Thursday, October 7, 2010

Review "Java EE 6 with GlassFish 3 Application Server" by David Heffelfinger (PACKT Publishing)

Packt Publishing was so kind, sending me their latest Java EE 6 with GlassFish 3 book for a detailed review.After a couple of weeks delay (work, J1 and more) I finally completed my review and here are the results from the German jury ;)

Book : Java EE 6 with GlassFish 3 Application Server
Language : English
Paperback : 488 pages [ 235mm x 191mm ]
Release Date : July 2010
ISBN : 1849510369
ISBN 13 : 978-1-849510-36-3
Author : David Heffelfinger Twitter | Website | Blog


The author
David Heffelfinger, a software engineer with over 10 years of experience designing and developing software applications in Java, C/C++ and other programming languages. He is the Chief Technology Officer of Ensode Technology, LLC, a software consulting firm based in the greater Washington DC area. He has worked on many large scale projects for several clients including the US Department of Homeland Security, Freddie Mac, Fannie Mae and the US Department of Defense. He has a Masters degree in Software Engineering from Southern Methodist University. He started this site ensode.net to share his experience in Java, Unix, Linux and other technology topics. He is the author of several Java/Java EE/J2EE Books for Packt, including Java EE 5 Development With NetBeans 6, Java EE 5 Development using GlassFish Application Server and JasperReports For Java Developers

The content
The book is all about my favorite topics. Everything about Java EE 6 with GlassFish 3. Chapter one gets you started with GlassFish in general. It covers installation, configuration and the basic concepts (domains, applications) but also looks at the new features of GlassFish 3 compared to the previous version. Chapter two is about Servlet development and deployment. This is followed by chapter three where you learn everything about Java Server Pages. Chapter four dives into the JSTL. Chapter five covers database connectivity with JDBC and JPA. Chapter six finally introduces JSF with the obligatory core component list. Chapter seven moves on to JMS including the complete GlassFish setup and an introduction about queues and topics. Chapter eight adds security to the mix by covering the basic realms. Chapter nine covers very briefly all kinds of EJBs.
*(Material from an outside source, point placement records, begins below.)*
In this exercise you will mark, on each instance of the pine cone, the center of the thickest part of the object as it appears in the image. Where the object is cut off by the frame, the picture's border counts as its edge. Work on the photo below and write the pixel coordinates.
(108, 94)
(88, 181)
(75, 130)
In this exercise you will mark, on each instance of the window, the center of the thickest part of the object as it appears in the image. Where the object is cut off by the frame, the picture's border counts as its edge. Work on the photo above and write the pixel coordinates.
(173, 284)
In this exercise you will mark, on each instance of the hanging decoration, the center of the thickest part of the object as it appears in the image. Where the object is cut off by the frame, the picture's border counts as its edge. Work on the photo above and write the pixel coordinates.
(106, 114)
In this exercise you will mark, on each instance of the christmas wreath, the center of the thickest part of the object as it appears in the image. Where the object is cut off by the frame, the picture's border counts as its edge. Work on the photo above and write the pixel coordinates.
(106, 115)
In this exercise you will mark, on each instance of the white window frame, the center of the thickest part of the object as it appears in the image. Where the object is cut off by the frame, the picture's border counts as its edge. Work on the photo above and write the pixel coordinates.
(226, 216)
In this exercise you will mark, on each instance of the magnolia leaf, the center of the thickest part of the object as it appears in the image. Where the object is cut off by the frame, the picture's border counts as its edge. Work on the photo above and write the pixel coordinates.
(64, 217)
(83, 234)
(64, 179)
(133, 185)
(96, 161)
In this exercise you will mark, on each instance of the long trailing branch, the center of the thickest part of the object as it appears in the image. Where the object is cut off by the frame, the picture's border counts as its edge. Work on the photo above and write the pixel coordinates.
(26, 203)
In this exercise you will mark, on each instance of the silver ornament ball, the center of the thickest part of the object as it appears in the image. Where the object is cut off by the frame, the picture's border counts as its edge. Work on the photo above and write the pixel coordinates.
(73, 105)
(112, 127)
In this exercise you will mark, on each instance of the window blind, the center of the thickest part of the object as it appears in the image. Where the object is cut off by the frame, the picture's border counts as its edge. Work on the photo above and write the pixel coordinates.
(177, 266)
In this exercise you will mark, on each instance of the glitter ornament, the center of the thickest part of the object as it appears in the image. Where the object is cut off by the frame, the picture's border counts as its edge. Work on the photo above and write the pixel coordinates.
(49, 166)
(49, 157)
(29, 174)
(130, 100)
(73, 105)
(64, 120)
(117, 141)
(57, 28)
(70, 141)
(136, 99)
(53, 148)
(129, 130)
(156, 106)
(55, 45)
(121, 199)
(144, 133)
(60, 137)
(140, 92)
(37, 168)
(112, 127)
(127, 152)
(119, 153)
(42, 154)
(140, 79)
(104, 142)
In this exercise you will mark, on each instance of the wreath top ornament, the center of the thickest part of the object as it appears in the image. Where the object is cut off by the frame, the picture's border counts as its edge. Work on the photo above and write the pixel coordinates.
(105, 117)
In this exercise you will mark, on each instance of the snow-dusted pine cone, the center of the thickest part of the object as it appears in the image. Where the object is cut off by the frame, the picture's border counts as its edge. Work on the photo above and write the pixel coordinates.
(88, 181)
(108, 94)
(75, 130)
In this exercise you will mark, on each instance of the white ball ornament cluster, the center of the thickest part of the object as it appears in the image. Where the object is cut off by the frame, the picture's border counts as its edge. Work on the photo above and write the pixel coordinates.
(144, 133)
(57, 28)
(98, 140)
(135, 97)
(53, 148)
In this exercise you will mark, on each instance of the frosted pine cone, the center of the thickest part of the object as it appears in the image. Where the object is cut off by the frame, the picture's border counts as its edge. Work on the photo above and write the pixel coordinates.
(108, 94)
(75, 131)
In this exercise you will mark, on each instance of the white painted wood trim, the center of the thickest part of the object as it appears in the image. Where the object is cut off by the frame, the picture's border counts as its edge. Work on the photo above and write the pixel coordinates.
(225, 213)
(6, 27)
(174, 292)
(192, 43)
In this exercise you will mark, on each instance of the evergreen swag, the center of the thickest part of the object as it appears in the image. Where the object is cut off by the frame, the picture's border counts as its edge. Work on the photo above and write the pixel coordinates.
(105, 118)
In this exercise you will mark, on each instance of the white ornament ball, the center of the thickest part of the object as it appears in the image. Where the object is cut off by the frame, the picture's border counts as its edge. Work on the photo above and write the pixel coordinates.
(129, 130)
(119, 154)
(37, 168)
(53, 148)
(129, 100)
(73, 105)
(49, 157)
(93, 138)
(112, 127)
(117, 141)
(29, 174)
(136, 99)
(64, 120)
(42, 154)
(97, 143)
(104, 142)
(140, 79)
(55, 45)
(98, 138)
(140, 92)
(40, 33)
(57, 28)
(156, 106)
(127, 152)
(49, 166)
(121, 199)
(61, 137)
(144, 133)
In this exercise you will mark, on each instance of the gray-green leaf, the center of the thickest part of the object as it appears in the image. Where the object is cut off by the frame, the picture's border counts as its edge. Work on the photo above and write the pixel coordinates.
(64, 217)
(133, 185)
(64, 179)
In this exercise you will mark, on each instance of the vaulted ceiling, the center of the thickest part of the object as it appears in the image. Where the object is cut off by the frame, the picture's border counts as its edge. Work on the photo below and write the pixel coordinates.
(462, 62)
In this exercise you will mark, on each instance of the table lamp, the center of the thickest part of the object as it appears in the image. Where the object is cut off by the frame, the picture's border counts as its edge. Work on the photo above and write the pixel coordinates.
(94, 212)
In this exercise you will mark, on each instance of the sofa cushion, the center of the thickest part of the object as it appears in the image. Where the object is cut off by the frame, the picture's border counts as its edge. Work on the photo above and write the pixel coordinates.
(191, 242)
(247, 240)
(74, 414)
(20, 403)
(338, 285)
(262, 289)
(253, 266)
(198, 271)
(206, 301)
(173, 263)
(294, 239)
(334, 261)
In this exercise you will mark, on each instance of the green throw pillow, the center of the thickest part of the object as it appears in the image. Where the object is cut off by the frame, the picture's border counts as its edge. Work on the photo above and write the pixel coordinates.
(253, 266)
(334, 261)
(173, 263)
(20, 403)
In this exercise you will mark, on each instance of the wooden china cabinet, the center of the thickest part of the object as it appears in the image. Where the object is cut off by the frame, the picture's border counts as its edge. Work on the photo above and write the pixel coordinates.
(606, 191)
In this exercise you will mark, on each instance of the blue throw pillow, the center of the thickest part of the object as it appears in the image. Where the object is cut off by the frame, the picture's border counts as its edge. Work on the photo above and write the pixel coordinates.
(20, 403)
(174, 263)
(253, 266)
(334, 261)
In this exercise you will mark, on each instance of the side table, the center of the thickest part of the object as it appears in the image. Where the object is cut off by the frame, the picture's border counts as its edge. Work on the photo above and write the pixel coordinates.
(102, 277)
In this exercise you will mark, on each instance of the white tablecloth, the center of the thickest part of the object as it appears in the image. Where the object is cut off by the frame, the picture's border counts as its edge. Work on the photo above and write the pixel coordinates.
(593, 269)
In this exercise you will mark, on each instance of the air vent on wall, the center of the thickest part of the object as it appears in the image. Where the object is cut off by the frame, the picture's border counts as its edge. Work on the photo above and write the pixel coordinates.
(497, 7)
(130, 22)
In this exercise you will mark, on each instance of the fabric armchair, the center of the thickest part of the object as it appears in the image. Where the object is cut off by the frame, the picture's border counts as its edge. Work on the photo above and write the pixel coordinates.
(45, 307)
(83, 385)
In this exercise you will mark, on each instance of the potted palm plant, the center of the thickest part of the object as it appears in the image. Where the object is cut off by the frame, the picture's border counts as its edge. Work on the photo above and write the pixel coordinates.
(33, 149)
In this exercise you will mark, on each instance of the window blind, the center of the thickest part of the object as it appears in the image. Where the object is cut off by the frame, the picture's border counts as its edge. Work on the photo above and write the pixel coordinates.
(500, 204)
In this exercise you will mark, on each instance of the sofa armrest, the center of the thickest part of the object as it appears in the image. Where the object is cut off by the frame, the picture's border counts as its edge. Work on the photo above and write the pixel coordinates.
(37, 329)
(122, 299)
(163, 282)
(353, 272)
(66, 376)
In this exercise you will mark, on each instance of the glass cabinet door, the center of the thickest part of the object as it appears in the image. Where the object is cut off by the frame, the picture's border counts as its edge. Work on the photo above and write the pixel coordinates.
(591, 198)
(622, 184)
It's followed by chapter ten (surprise ;)) with a brief introduction to CDI. Chapter eleven covers SOAP Web Services with JAX-WS. The last chapter twelve adds Jersey and JAX-RS to the interconnection topics.
Starting with installation and configuration you are guided through Java EE 6 application development, covering all major Java EE 6 APIs. With this set of covered APIs it's a reliable foundation for developing enterprise Java applications. Beside the development aspects the book also covers all needed GlassFish configurations and assists the reader with a couple of detailed screenshots. 428 content pages without the appendix and the preface is good size for beginners.

Writing and style
Having read a few Java EE books, documentation and articles in the past years. This one is among the better written ones. At last to me as a non native speaker. Clear and understandable sentences. Easy to read and it is structured the way I expect things to be. In general I like the Packt paperbacks and the special format. I was surprised by the weight of the printed edition. I personally would prefer the also available eBook to carry around on a digital device.

My expectations
I expected to have a more advanced book on my desk. The book basically is a very good introduction for beginners. Even if you don't know Java EE or GlassFish in previous versions, you are able to work your way through and deploy the examples.
Security, EJB and CDI are covered too briefly for my expectations. If you are looking at a great GlassFish security book, look at "GlassFish Security" by Masoud Kalali.
I also was missing some kind of hints for the development environment of choice. The examples are compiled using java -c and packaging is done with the zip tool of your choice.

Conclusion and recommendation
With all the very basics covered it is not that attractive to advanced users as compendium. But I would always recommend it to newbies in the field. If you have Java EE 5 experience and you are starting with Java EE 6 it also is a valuable guideline to the most prominent APIs. The needed GlassFish skills are provided also.